Indeed, this was my first spring break as a 21-year-old student — but instead of going to Florida or Colorado, I chose to go home. Luckily for me, many of my friends from high school also chose to return to our small Mississippi town as well and we made the best of it.
Thomas Wolfe said you can’t go home again, but I learned this last week that going home can be just as relaxing as a week at the beach — and much cheaper, too.
Before the holiday, my world as a student journalist involved dealing with Student Government elections, fee increase campaigns and the reality of schoolwork, which turned out to be a little overwhelming.
My friends asked me what I would do when I went home, why wouldn’t I go on vacation and drink my stress away. Well, despite my decidedly non-beach body, I had an engagement in my hometown which brought me back — and for the first time in a long time, I spent a whole break at home.
I don’t know what it is like where you grew up, but if you’re looking for a stereotypical Southern town, I grew up in it. I went back — and found that some things never change. Of course, the little things like high school field parties have turned into darts at a local bar and getting your friend with a fake ID to buy you a case of Natural Light has been replaced by a bartender and a large scope of drinks — all legal, of course. But in general, the thing that changes the most is you.
I spent the holiday drinking with old friends like we never left town. And I hope that despite how much time you spend here at the University, no matter how many people you meet or how many facebook friends you can claim, you can still go home and just live that dream before the real world kicks back in.
I’ve found people do crazy stuff when they’re drinking at home; I think you feel older and a little more invincible now that you don’t have curfews and high school to worry about. Take my friend Chase, who thought it would be funny to rent a hotel room and drink until the sun came up. He just wasn’t tired (although he was thirsty), and after a battle with a McDonald’s breakfast burrito, he pulled his car over a block from my house, leaned his seat back and slept into the afternoon.
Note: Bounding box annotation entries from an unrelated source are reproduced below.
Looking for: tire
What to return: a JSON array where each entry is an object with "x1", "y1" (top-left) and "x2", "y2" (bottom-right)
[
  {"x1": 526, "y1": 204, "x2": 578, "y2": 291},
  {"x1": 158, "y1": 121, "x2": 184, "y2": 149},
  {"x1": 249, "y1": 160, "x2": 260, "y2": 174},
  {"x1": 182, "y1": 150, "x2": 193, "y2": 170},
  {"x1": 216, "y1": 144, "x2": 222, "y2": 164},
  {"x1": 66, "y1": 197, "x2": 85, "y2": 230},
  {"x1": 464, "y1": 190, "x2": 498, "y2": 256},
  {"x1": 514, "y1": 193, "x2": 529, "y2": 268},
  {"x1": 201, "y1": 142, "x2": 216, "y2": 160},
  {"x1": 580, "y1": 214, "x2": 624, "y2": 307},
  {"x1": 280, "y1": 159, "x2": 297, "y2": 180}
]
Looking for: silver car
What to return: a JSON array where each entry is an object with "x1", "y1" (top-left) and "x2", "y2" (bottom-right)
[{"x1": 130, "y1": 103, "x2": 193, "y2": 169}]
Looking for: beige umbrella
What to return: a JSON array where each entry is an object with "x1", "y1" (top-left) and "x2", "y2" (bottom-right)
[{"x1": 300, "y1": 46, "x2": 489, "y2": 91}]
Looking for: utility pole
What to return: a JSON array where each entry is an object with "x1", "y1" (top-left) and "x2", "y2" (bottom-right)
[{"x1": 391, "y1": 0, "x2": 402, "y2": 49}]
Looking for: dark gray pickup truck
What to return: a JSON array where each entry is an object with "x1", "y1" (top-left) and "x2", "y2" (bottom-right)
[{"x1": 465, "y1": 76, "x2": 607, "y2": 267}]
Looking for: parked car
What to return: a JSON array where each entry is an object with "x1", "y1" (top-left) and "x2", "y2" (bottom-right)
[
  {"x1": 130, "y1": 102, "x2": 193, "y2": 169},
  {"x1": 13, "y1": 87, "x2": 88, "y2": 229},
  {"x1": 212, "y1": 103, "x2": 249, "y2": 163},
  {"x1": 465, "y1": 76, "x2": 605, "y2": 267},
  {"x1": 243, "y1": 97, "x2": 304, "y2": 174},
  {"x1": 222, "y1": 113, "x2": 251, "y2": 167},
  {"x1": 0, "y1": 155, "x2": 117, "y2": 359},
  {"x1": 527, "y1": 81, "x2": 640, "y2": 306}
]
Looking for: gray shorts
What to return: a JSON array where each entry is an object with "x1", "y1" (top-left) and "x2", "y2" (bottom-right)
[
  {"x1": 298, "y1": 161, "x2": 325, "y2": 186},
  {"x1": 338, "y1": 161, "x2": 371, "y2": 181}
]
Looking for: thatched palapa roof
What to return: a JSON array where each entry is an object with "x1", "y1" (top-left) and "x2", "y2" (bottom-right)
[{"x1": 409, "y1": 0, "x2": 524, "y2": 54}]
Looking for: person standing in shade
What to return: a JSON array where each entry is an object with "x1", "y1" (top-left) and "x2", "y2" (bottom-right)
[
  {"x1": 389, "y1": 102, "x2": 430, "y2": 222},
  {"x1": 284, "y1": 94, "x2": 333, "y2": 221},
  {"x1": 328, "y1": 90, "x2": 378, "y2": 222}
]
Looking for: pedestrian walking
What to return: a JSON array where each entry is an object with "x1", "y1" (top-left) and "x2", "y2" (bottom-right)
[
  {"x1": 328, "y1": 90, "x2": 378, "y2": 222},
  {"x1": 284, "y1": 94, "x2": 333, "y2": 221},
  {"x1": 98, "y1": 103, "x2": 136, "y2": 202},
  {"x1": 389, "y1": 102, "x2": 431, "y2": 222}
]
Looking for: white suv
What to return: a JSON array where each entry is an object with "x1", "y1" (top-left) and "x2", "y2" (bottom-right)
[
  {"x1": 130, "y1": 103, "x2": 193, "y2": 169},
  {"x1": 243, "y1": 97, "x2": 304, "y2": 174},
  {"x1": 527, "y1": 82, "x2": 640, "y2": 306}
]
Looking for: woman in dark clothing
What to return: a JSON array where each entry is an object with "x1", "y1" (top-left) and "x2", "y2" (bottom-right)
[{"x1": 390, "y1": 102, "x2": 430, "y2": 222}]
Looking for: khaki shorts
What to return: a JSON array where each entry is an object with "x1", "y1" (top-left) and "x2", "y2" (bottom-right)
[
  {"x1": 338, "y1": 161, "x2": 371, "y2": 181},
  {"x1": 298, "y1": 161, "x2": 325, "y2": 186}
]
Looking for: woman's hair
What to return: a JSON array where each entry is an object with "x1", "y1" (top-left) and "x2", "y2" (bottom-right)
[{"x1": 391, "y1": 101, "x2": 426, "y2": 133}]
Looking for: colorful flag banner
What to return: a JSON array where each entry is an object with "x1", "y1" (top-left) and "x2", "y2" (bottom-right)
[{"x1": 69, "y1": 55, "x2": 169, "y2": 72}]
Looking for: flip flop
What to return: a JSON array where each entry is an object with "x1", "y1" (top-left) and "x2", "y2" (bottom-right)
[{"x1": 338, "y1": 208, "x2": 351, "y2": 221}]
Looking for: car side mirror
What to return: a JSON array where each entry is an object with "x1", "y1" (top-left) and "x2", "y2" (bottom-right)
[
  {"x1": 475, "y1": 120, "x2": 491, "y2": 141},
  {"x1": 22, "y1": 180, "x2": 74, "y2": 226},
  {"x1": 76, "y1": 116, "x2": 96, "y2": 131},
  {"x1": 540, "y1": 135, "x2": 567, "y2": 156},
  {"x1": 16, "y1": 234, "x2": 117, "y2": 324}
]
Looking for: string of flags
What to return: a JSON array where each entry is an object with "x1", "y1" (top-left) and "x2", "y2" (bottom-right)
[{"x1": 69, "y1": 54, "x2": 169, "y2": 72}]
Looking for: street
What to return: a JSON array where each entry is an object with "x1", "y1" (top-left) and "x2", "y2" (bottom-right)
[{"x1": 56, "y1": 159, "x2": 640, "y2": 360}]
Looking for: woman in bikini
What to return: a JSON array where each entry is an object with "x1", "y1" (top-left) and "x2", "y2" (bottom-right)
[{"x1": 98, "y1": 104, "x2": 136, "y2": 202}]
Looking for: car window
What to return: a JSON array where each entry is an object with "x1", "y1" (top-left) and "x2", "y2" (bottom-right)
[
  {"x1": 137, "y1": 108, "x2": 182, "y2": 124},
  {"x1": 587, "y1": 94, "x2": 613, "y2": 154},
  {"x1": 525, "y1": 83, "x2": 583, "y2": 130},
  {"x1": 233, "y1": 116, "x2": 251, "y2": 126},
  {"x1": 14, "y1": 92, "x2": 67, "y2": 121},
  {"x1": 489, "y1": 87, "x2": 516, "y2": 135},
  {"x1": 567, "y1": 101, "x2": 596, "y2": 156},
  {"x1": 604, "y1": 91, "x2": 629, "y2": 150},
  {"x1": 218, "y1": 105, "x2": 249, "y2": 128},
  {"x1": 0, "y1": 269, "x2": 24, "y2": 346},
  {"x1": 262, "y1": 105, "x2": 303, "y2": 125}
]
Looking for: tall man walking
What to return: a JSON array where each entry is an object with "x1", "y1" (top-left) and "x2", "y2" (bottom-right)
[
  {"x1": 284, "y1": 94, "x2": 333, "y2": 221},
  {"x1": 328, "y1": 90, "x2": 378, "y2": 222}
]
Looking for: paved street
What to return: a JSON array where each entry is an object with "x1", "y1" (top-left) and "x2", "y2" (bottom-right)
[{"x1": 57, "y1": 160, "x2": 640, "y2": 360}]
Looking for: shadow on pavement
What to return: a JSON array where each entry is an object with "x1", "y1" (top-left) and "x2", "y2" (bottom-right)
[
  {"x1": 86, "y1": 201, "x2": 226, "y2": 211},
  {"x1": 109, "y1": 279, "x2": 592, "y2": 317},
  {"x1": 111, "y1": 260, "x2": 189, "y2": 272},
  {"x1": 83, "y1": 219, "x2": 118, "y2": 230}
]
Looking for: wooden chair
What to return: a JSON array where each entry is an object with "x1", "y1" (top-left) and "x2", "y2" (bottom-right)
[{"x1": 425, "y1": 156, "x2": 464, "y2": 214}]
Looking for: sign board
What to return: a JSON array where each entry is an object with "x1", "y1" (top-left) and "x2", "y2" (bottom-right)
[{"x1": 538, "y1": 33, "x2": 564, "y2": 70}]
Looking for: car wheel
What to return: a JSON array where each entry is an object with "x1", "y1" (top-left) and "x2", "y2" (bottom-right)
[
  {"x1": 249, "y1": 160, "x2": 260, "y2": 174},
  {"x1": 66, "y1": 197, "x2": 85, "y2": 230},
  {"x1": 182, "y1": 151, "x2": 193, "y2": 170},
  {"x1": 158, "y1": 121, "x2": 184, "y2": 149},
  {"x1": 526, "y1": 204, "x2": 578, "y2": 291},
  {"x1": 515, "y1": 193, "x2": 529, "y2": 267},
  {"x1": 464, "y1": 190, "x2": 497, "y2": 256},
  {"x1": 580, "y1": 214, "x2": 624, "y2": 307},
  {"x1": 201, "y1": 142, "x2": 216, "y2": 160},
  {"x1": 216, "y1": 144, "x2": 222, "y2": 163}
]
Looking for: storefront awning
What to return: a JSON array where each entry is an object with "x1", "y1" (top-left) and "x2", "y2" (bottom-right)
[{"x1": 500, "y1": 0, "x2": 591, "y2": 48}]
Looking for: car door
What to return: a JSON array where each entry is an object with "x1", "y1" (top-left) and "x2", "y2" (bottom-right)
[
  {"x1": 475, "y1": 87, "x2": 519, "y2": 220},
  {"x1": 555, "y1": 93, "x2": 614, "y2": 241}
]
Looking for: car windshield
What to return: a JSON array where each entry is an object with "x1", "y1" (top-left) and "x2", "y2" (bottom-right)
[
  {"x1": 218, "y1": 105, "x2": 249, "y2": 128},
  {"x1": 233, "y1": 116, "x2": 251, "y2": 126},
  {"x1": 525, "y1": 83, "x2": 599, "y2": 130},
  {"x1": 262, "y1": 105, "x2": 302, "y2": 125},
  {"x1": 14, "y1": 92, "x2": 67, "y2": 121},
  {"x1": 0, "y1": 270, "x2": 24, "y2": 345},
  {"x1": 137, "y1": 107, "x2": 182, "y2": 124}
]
Later that day, over yet another drink, I asked him why he didn’t come over and just sleep on my couch. He said his spring break wouldn’t have been the same — it’s the experience that matters.
People believe that cliché, that you can’t go home again. And an average person might wonder why Chase went home when he could have gone to the beach and worked on his tan. He had the money, he had the time and nothing else to do.
But if you know that someone or something like an old friend and a drink is waiting at home, it makes perfect sense.